Here is the contents of a performance test code named test_fft_vs_assign.jl
for a fairly large number of sampling points (N = 2^20
):
using CUDA
using FFTW
using BenchmarkTools
n = 20
N = 2^n
x = rand(ComplexF64, N)
y = similar(x)
F = plan_fft!(x)
cx = similar(cu(x), ComplexF64) # make sure eltype(cx) = ComplexF64
copyto!(cx, x) # copy contents of x to cx
cy = similar(cx)
cF = plan_fft!(cx)
print("CPU assignment:")
@btime $y .= $x
print("CPU assignment + in-place planned FFT:")
@btime ($y .= $x; $F * $y) # assignment first to keep input same
print("GPU assignment:")
@btime $cy .= $cx
print("GPU assignment + in-place planned FFT:")
@btime ($cy .= $cx; $cF * $cy)
and here is the result:
julia> VERSION
v"1.6.2-pre.0"
(@v1.6) pkg> st CUDA
Status `~/.julia/environments/v1.6/Project.toml`
[052768ef] CUDA v3.4.2
(@v1.6) pkg> st FFTW
Status `~/.julia/environments/v1.6/Project.toml`
[7a1cc6ca] FFTW v1.4.5
julia> include("test_fft_vs_assign.jl")
CPU assignment: 2.442 ms (0 allocations: 0 bytes)

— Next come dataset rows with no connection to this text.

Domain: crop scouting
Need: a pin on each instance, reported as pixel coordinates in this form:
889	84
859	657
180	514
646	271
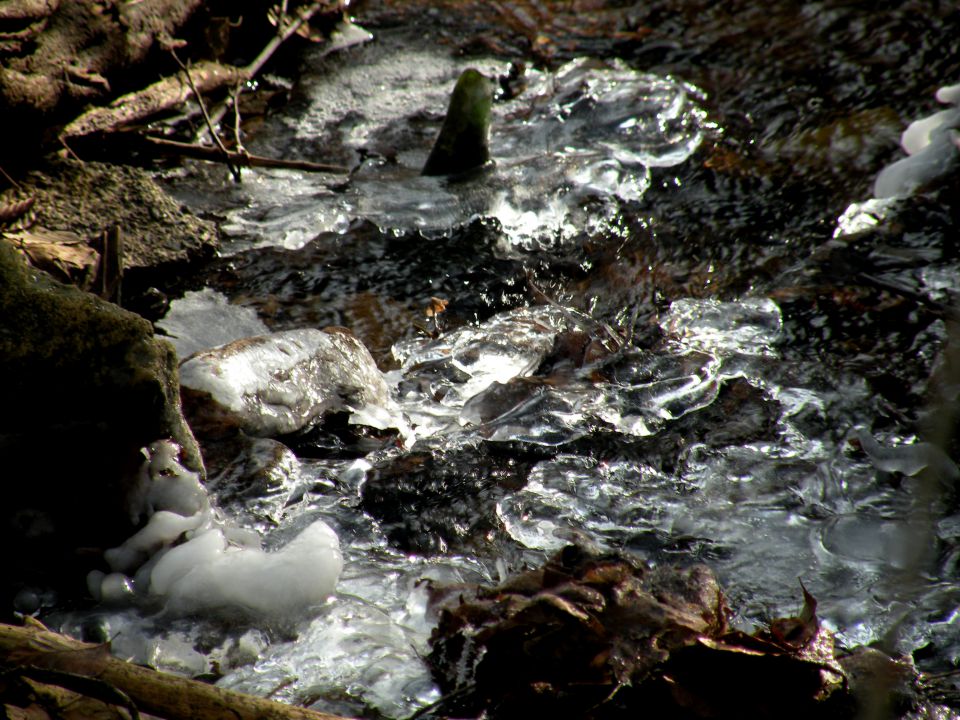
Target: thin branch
241	159
234	169
235	99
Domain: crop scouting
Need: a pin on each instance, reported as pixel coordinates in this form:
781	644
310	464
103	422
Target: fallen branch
163	95
234	168
34	649
241	159
283	34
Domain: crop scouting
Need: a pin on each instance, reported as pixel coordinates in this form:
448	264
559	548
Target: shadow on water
659	336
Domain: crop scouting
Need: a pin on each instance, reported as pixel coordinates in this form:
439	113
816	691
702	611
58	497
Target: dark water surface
660	335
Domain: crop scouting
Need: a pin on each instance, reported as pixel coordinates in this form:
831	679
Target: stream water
612	368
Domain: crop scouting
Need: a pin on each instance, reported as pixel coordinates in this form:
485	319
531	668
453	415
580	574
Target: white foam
285	582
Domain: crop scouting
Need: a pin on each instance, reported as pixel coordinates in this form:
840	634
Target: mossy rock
86	385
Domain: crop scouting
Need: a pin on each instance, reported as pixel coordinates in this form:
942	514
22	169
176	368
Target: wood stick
234	169
244	159
251	70
157	693
162	95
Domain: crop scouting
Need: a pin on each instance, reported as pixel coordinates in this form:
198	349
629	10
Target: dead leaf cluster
600	636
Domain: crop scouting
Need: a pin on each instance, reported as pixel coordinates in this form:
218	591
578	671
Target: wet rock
444	501
276	384
372	281
253	479
462	144
87	386
89	198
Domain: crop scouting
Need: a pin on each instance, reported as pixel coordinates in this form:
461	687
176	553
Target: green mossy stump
463	143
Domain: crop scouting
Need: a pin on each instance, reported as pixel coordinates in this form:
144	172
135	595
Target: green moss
463	143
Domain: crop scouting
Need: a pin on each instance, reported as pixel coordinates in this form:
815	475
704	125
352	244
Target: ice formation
208	573
283	382
219	567
206	318
932	145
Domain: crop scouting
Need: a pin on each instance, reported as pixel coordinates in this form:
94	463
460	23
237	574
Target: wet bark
60	55
69	670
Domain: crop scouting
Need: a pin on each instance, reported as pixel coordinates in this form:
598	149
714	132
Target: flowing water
610	369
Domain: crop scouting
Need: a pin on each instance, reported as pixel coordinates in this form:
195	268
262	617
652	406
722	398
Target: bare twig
235	99
234	169
241	159
283	34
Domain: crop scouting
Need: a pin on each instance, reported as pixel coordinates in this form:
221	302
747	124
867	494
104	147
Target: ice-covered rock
207	573
196	562
909	459
206	318
932	145
276	384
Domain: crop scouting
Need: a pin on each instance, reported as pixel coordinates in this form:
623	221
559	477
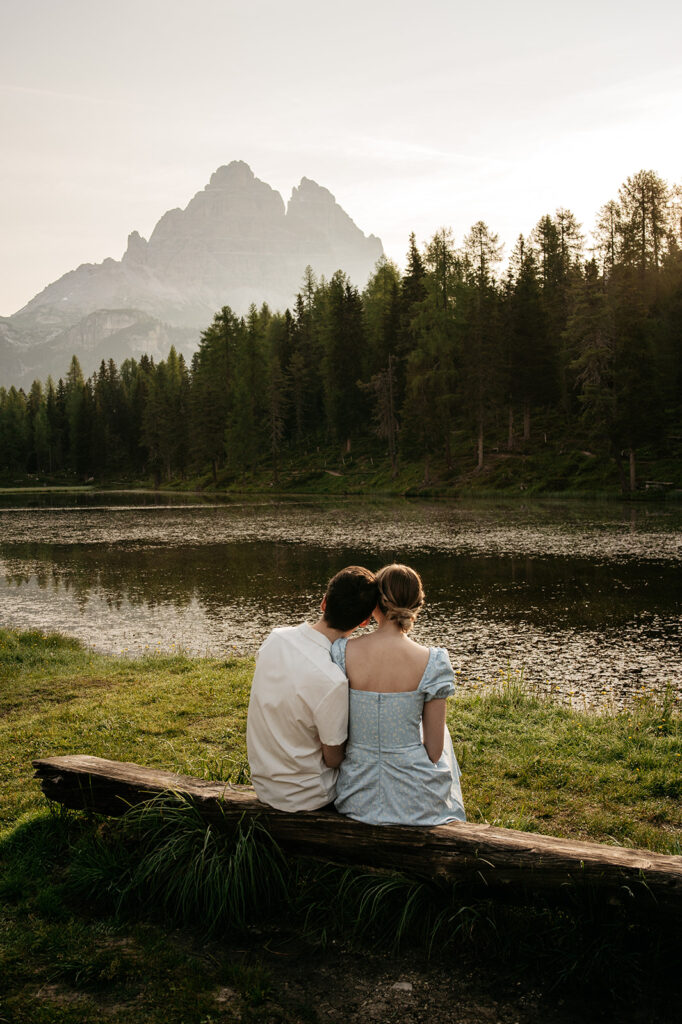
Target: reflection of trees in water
541	591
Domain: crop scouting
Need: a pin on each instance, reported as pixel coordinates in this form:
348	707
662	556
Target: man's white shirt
299	699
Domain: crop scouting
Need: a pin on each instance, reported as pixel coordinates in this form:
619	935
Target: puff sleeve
437	680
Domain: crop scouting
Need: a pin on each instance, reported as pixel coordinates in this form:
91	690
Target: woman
399	766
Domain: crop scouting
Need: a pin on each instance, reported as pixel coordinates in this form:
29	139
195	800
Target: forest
453	353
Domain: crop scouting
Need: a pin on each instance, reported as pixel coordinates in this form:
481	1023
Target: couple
313	689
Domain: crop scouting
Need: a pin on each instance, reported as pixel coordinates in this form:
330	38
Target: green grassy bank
126	922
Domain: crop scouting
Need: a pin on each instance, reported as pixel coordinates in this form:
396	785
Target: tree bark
510	429
479	855
479	446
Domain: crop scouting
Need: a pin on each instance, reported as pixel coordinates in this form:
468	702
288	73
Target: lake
584	598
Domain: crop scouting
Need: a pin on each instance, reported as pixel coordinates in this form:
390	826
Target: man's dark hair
351	597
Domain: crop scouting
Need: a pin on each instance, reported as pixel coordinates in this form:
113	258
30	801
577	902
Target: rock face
235	244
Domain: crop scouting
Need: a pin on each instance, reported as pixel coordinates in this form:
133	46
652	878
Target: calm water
584	597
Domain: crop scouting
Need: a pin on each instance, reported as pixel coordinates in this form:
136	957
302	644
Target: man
298	713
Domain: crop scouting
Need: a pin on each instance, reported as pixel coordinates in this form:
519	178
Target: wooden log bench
479	855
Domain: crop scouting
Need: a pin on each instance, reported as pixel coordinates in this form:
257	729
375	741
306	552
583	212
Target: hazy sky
414	115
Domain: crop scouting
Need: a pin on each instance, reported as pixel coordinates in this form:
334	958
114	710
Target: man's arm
333	756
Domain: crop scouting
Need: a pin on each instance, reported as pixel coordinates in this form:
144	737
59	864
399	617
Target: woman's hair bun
400	594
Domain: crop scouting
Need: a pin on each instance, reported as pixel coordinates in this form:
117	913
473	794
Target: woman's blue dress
386	776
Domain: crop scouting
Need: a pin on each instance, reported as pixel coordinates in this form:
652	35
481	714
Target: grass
147	918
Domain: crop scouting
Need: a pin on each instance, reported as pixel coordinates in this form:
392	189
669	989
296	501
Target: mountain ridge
236	243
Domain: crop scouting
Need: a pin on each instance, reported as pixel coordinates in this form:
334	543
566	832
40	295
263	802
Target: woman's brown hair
400	594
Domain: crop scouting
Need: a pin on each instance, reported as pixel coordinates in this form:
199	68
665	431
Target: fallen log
478	855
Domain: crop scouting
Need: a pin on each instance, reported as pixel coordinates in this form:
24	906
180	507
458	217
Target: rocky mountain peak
232	175
233	244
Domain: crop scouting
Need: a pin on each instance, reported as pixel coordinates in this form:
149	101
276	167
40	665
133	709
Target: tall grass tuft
163	858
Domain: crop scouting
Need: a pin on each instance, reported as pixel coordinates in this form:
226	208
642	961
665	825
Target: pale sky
416	116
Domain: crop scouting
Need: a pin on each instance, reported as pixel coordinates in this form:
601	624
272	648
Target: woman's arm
433	724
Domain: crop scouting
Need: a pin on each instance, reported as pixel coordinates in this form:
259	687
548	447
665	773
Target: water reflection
585	598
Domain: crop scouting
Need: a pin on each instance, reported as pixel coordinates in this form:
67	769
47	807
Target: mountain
235	244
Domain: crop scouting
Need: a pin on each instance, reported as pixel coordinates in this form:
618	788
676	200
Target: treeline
451	345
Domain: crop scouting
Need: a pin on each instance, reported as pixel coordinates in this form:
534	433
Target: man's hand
333	756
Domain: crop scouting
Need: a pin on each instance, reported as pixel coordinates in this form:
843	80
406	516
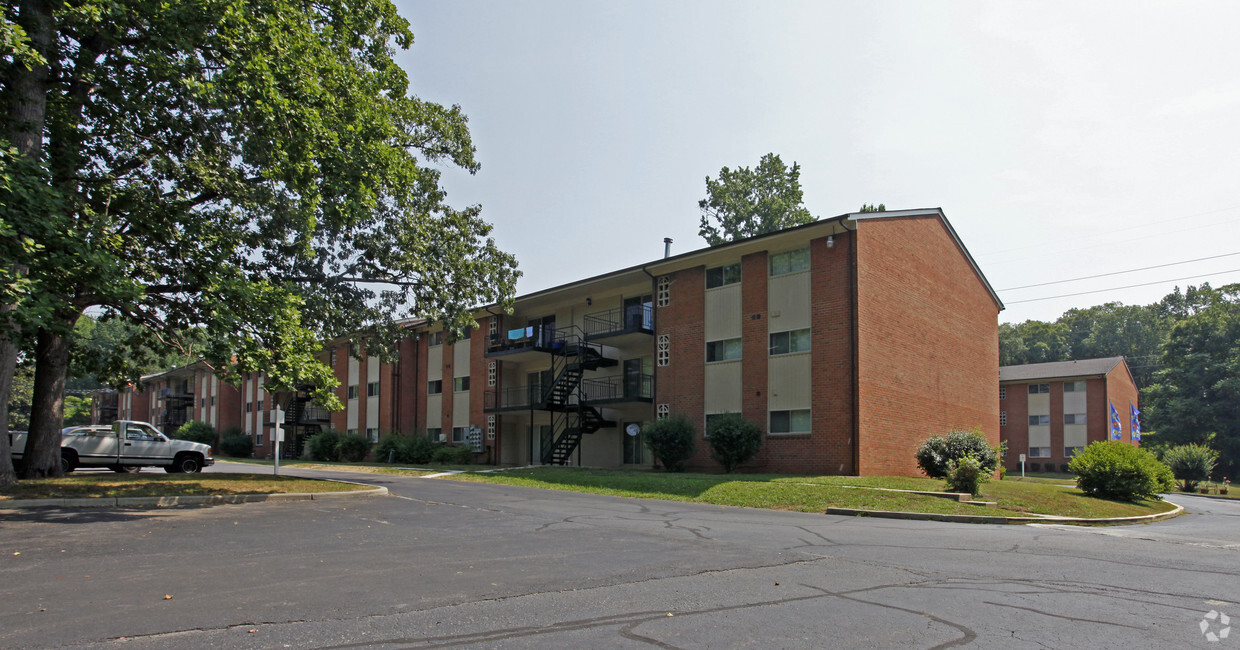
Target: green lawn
815	494
96	485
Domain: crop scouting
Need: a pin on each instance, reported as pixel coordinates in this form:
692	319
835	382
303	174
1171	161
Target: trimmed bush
1116	470
936	453
966	475
670	440
237	445
408	449
733	439
1191	463
196	432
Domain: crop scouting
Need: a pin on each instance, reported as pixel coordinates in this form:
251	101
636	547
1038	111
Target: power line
1117	288
1119	272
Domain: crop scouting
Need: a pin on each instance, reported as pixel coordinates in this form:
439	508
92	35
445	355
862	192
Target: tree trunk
42	458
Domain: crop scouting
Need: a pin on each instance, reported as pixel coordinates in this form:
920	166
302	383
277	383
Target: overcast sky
1062	139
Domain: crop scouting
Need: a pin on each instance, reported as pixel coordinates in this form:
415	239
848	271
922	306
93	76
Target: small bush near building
733	439
450	454
237	445
196	432
408	449
1191	464
966	475
670	440
936	453
1116	470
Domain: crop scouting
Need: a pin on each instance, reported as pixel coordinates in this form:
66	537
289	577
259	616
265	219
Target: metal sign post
278	437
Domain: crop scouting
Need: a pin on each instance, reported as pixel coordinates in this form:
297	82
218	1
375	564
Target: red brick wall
928	342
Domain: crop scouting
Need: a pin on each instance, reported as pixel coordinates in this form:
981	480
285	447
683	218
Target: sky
1060	139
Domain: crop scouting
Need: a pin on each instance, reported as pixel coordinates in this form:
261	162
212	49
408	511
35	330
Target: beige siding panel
723	387
1075	436
434	362
789	382
788	302
723	313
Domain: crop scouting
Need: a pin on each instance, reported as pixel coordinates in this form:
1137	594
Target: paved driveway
443	563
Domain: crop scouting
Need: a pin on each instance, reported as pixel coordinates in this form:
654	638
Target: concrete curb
992	519
170	501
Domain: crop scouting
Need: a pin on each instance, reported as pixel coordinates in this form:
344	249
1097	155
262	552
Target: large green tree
252	171
744	202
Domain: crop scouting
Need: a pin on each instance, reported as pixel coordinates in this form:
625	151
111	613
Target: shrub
670	440
352	448
938	452
416	449
196	432
1191	464
733	439
966	475
324	445
1112	469
237	445
450	454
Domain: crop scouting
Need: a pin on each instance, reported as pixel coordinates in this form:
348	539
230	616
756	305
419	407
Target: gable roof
1085	367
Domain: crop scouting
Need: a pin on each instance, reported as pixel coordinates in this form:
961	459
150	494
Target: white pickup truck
127	445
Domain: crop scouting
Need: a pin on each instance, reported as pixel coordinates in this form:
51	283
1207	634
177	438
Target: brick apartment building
847	340
1052	411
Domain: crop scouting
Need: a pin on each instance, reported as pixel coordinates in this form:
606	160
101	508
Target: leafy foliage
1114	469
197	432
237	445
939	452
744	202
670	440
733	439
1191	463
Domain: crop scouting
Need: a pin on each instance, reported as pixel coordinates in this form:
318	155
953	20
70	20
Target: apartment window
722	276
790	262
724	350
785	342
790	421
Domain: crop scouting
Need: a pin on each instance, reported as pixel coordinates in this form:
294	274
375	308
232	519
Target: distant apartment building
847	340
1052	411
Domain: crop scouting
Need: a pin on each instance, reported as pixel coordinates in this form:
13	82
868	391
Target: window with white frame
790	262
722	276
786	342
796	421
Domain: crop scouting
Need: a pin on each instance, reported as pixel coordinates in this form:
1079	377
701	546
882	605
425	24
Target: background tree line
1183	351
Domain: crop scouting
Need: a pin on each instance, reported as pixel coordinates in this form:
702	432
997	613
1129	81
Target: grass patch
99	485
815	494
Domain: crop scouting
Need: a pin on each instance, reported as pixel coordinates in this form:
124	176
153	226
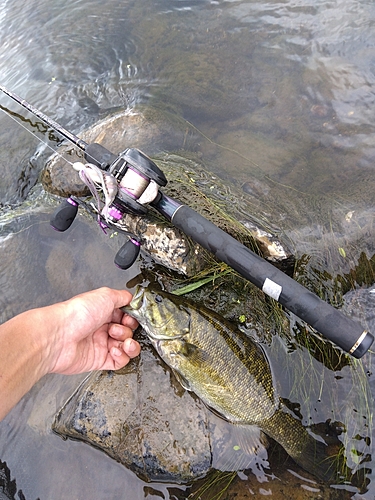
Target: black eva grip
327	320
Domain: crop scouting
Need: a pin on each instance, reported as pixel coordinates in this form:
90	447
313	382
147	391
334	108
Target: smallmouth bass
228	371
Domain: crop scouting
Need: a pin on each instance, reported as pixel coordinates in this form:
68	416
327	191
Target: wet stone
134	416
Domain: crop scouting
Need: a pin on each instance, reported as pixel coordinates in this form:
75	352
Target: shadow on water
277	100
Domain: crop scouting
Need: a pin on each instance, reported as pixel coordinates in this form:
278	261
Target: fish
229	371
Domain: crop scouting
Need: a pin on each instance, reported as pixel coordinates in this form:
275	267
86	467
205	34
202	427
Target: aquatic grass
214	487
197	284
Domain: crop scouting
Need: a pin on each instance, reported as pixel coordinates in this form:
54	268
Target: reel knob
128	254
64	215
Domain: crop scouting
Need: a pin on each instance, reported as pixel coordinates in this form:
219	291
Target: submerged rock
141	417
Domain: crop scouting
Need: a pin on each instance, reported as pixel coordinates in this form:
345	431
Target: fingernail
116	351
132	345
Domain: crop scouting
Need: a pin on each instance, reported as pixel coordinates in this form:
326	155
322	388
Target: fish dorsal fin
182	380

CPU assignment + in-place planned FFT: 16.181 ms (0 allocations: 0 bytes) # FFT alone: 16.181 − 2.442 = 13.739 ms
GPU assignment: 3.903 μs (27 allocations: 1.47 KiB)
GPU assignment + in-place planned FFT: 8.951 μs (28 allocations: 1.50 KiB) # FFT alone: 8.951 − 3.903 = 5.048 µs
So, in this specific experiment,
- on CPU: FFT of a vector is slower than element-wise assignment by a factor of 13.739 ms / 2.442 ms ≈ 5.6.
- on GPU: FFT of a vector is slower than element-wise assignment by a factor of 5.048 µs / 3.903 µs ≈ 1.3.
This means that FFT is nearly as cheap as element-wise assignment on GPU.
I am implementing an algorithm in which FFT operations are known to be the most time-consuming part. So, I have been trying to minimize the number of FFTs in my implementation of the algorithm. But the algorithm uses lots of basic element-wise operations (assignment, addition, multiplication, …) as well between CUDA vectors. Because those basic operations are nearly as expensive as FFT, it seems that I don’t have to be too concerned about reducing the number of FFTs in implementing the algorithm on GPU.
Of course, the result would be different for different values of N
, but I am wondering if the above conclusion is more or less correct in dealing with FFT on GPU.